Radical Candor is a book by Kim Scott. It’s recent but has been very well received and I thought I’d analyse it for how well it fits within the leadership lattice.
At the core of Radical Candor is the notion that an effective manager and leader is both blunt and empathetic at the same time.
The lessons from Radical Candor sit mostly within the Individual domain, and some specific to team cohesion in the Organization domain.
Lessons from the individual domain are mostly concerned with how a manager can establish a more meaningful relationship with employees.
- Two principles are involved in Radical Candor: a manager should care about their employees, and at the same time: challenge them to do the best work possible.
- Guidance, team, and results: these are the responsibilities of any boss. This is equally true for anyone who manages people — CEOs, middle managers, and first-time leaders
- As a manager you have fulfill your three responsibilities:
- to create a culture of guidance (praise and criticism) that will keep everyone moving in the right direction
- to understand what motivates each person on your team well enough to avoid burnout or boredom and keep the team cohesive
- to drive results collaboratively
- The Getting Stuff Done framework is a flywheel of team execution that produces superior results
Lessons from the Organization domain are concerned with team cohesion:
- To keep a team cohesive, you need both rock stars and superstars
- Sometimes creating a culture of listening is simply a matter of managing meetings the right way.

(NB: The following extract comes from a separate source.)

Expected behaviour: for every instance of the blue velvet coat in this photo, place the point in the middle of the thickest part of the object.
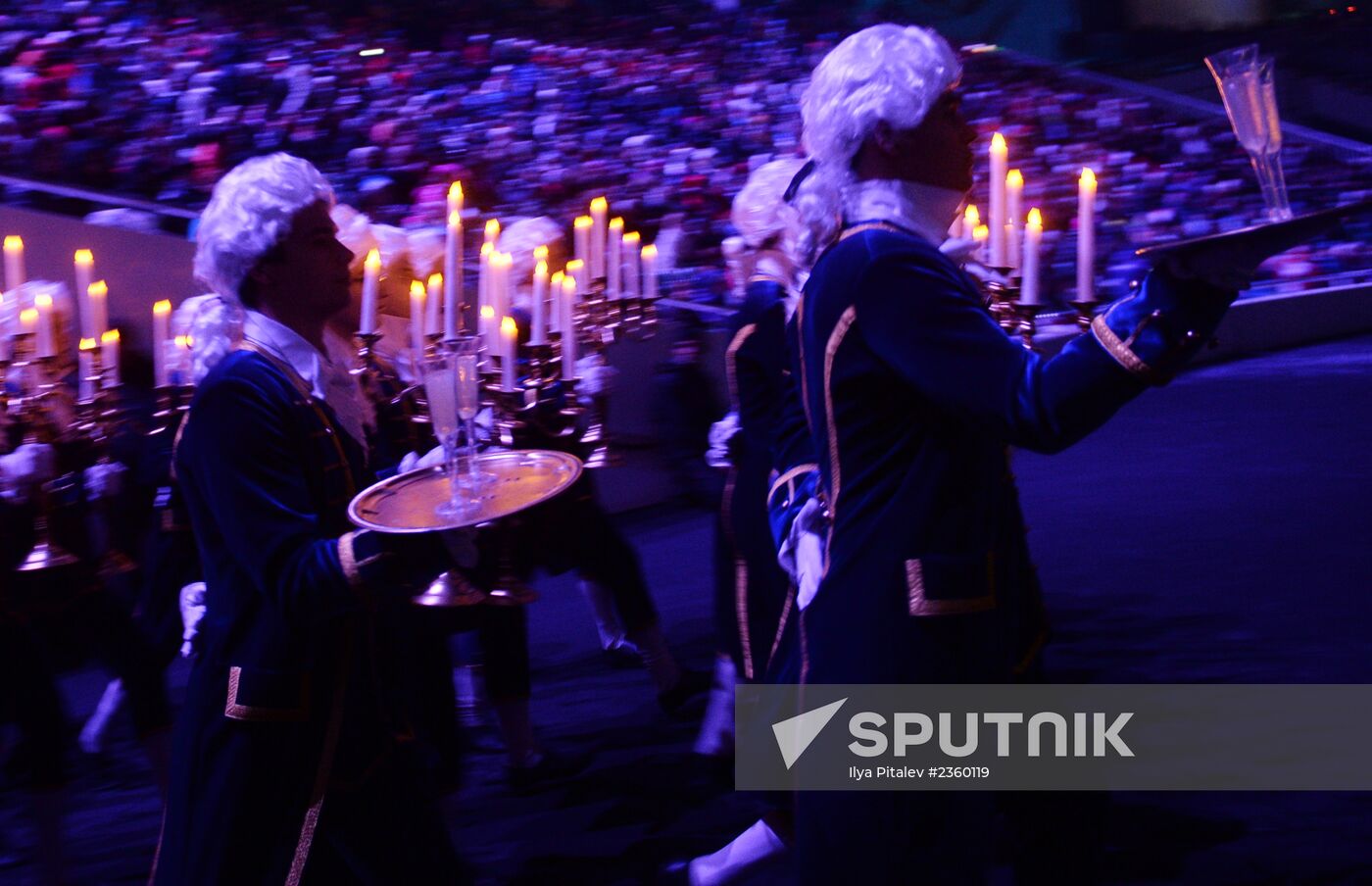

- Part of your job as the boss is to help people think through their ideas before submitting them to the rough-and-tumble of debate
- There are times when people are just too tired, burnt out, or emotionally charged up to engage in productive debate. It’s crucial to be aware of these moments, because they rarely lead to good outcomes. Your job is to intervene and call a time-out
- Set a “decide by” date, so everybody would know that they couldn’t lobby the project manager endlessly
There are some lessons related to the Self domain, related to productivity and time management:
- Often, execution is a solitary task. We use calendars mostly for collaborative tasks — to schedule meetings, etc. One of your jobs as a manager is to make sure that collaborative tasks don’t consume so much of your time or your team’s time that there’s no time to execute whatever plan has been decided on and accepted
Notes from this post are from the excellent summary of Radical Candor by Manas Saloi.